How to Ideate, Incubate, but Fail

how ideate incubate fail x

Most organizations launch initiatives to drive growth and there are great practices available to innovate in the core business and explore new business models. Three years ago, I met Stephen, CEO for a North American media firm. He had invested $200M to build new businesses to address the slow but consistent decline in demand for their core business. He was frustrated by the lack of progress.

Stephen wanted to know what happened and wondered, “did we involve the wrong people?” The more we talked, it became clearer that the problem was two-fold, he was:

  1. Using revenue and market share as indicators of success
  2. Managing innovation in the core and explore as synonymous

Part of the problem was his expectations for revenue. The uncertainty about the business model and his frustration resulted in waning support from key senior stakeholders. The other part of the problem was senior management was treating all innovation as equal. The monthly review of innovation resembled typical project reviews focused on red/yellow/green and reporting percent complete.

It is harder to explore beyond the core because there is more uncertainty and risk. The ambiguity and pressure to deliver revenue resulted in the teams pursuing safe bets. The teams that had started out with bold, new business ideas ended up gravitating to ideas that were more closely aligned to existing capabilities within the firm.

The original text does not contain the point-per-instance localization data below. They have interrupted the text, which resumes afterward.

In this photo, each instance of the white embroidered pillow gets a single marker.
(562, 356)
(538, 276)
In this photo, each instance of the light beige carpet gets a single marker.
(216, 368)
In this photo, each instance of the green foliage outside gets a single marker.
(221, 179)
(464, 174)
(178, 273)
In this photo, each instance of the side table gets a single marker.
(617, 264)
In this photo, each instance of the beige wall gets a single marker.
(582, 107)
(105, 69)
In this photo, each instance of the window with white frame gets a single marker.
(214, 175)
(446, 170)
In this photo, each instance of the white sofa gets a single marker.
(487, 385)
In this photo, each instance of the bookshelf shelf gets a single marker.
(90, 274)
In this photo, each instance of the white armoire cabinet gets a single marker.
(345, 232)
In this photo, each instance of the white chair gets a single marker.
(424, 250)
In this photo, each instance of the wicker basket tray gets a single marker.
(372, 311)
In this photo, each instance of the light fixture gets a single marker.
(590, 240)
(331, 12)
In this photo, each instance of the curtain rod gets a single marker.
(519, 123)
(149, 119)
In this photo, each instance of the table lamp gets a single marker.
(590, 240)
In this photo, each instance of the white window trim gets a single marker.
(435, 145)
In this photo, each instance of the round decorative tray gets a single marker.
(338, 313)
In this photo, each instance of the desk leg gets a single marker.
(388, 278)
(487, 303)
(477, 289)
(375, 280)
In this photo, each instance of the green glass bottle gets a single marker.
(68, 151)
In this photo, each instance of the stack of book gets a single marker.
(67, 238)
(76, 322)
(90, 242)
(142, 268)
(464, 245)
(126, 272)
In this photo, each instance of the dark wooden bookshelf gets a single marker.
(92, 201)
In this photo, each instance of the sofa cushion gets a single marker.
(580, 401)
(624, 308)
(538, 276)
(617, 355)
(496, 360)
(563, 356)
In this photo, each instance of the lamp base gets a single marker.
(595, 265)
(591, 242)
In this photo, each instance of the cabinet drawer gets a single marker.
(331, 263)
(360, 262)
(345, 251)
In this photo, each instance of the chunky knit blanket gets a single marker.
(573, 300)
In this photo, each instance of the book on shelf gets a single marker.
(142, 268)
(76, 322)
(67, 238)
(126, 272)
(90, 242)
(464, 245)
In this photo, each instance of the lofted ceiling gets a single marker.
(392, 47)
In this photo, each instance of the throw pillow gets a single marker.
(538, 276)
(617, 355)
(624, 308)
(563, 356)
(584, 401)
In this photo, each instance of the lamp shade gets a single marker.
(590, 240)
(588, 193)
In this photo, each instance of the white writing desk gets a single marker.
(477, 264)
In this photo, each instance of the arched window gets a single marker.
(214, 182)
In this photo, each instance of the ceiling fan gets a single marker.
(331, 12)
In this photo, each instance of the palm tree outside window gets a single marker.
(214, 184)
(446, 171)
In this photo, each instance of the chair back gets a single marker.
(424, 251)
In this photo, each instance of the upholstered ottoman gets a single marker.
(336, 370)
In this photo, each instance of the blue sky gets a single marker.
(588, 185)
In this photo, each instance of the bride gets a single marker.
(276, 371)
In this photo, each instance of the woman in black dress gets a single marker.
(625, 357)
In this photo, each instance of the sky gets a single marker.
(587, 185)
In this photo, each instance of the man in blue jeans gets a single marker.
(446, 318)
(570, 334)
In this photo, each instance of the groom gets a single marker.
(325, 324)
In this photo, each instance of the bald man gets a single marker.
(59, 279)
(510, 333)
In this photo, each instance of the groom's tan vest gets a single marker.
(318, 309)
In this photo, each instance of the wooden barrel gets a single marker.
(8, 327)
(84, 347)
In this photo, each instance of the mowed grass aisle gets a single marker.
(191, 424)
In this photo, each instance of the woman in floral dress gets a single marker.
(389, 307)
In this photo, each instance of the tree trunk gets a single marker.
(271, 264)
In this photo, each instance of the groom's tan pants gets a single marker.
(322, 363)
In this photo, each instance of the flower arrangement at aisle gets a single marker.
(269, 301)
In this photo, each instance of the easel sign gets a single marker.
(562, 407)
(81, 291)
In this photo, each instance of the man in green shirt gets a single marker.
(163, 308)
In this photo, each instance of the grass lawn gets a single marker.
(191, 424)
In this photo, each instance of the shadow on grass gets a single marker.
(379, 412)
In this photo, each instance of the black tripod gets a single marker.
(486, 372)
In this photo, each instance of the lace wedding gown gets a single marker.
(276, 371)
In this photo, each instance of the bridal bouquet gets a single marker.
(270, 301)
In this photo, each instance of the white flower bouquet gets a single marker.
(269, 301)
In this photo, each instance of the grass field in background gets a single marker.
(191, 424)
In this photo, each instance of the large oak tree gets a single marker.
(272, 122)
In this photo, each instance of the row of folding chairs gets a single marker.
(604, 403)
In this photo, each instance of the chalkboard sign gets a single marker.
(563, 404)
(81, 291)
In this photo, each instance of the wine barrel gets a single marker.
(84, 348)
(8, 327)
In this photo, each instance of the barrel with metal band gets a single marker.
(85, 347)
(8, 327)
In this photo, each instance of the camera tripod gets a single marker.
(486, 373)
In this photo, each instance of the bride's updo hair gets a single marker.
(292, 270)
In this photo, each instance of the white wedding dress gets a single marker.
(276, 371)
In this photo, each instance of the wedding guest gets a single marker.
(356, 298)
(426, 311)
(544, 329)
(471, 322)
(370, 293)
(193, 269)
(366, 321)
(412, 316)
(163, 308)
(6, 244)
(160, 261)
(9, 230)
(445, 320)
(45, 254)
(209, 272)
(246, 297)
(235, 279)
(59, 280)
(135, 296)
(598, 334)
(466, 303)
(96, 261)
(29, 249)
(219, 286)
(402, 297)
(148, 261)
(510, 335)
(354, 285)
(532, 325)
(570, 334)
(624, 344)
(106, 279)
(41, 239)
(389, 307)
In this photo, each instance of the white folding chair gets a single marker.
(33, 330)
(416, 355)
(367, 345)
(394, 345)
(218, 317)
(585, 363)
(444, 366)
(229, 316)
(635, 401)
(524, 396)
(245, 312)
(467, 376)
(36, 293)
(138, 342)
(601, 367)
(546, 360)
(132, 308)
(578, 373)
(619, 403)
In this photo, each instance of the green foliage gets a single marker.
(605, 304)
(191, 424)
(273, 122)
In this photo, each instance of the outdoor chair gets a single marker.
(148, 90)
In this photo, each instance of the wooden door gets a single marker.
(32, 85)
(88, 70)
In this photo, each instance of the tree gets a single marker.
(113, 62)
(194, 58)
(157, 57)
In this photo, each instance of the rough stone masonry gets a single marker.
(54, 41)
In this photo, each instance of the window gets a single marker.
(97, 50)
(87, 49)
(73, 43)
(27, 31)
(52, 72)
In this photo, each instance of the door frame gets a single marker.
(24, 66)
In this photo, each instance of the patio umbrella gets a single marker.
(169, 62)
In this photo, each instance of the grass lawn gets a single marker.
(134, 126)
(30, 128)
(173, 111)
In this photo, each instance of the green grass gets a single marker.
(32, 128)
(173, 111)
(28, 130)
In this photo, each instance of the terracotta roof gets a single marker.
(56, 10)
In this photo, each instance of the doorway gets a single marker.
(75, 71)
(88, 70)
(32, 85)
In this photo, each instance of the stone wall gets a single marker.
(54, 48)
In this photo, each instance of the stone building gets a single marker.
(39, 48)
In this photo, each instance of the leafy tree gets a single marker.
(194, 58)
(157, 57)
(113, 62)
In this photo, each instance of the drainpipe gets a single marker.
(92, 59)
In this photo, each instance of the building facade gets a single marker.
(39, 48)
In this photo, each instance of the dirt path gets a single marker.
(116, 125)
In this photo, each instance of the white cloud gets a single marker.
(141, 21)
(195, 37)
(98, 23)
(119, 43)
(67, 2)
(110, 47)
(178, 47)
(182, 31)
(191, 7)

Senior management needed to give those teams the freedom to operate beyond the routine management systems. At the same time, they need to be curious about how the new business model ideas challenge the assumptions of today’s business. That requires dialogue and transparency about what the team is learning. A checklist is insufficient.

Consider the following example about providing support and free reign in the face of uncertainty and risk.

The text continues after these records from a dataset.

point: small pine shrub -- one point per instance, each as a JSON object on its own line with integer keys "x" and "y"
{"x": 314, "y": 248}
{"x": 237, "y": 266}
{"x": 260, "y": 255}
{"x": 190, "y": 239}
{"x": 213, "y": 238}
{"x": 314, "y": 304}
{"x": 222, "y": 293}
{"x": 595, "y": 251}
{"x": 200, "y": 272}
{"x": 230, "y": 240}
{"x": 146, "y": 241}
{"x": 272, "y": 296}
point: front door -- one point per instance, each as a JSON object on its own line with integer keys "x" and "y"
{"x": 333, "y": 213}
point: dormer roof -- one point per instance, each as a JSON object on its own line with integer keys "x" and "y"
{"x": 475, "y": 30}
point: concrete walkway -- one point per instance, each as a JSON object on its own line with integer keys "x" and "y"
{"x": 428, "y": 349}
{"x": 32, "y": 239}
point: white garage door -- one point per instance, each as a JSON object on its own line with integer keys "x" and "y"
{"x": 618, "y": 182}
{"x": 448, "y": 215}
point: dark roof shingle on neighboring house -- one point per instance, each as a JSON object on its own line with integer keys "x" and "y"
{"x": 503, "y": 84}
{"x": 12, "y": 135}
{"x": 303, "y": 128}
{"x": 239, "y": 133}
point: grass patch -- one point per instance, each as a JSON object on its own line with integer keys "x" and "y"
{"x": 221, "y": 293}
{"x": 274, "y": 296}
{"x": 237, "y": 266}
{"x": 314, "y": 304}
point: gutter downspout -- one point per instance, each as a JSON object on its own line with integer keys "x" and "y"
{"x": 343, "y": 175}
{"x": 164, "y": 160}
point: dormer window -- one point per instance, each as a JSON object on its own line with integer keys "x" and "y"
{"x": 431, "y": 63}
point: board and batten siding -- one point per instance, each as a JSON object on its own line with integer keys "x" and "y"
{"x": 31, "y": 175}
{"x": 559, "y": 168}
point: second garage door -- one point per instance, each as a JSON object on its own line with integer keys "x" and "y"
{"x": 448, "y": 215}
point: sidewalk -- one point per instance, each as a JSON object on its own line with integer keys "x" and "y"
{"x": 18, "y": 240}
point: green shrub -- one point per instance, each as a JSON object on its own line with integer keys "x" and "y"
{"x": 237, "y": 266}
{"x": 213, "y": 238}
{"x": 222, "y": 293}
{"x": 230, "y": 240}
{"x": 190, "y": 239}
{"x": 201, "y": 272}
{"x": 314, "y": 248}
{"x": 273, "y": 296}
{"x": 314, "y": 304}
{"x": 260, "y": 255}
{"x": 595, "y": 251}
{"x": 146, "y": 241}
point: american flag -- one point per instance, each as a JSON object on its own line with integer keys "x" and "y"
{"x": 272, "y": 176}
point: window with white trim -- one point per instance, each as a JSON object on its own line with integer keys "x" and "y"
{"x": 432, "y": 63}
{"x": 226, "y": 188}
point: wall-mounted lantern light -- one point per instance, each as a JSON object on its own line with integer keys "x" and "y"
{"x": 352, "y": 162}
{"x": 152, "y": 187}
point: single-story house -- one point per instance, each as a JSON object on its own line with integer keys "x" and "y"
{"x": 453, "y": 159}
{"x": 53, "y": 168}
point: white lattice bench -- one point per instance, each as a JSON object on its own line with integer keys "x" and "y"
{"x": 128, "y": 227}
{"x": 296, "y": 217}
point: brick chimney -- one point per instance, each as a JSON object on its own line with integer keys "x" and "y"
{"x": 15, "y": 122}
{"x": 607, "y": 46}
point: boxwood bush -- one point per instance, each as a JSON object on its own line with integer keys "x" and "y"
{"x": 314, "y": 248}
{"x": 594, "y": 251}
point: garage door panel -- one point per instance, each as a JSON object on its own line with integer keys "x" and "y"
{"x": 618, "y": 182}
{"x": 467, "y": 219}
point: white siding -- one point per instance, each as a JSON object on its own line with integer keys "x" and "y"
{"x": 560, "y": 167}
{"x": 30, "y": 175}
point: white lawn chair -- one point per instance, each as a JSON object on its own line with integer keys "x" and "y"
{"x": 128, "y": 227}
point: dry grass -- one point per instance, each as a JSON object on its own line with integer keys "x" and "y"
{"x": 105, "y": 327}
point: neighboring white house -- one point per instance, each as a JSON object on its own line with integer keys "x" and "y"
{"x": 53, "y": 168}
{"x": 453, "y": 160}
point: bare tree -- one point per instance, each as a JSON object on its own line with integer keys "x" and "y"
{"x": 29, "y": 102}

At WalMart, Store No. 8 is their incubator business in Silicon Valley. Within Store No. 8 is a portfolio of disruptive innovation that is managed separately from core operations. Executives from the core are involved in the governance, but the new ventures are protected from delivering lagging indicators of success, like revenue and margin. Instead, they invest significant resources to run in-market experiments to discover the business model that brings value to consumers and has profit potential for the enterprise.

Growth initiatives thrive when the disciplines of innovation are applied.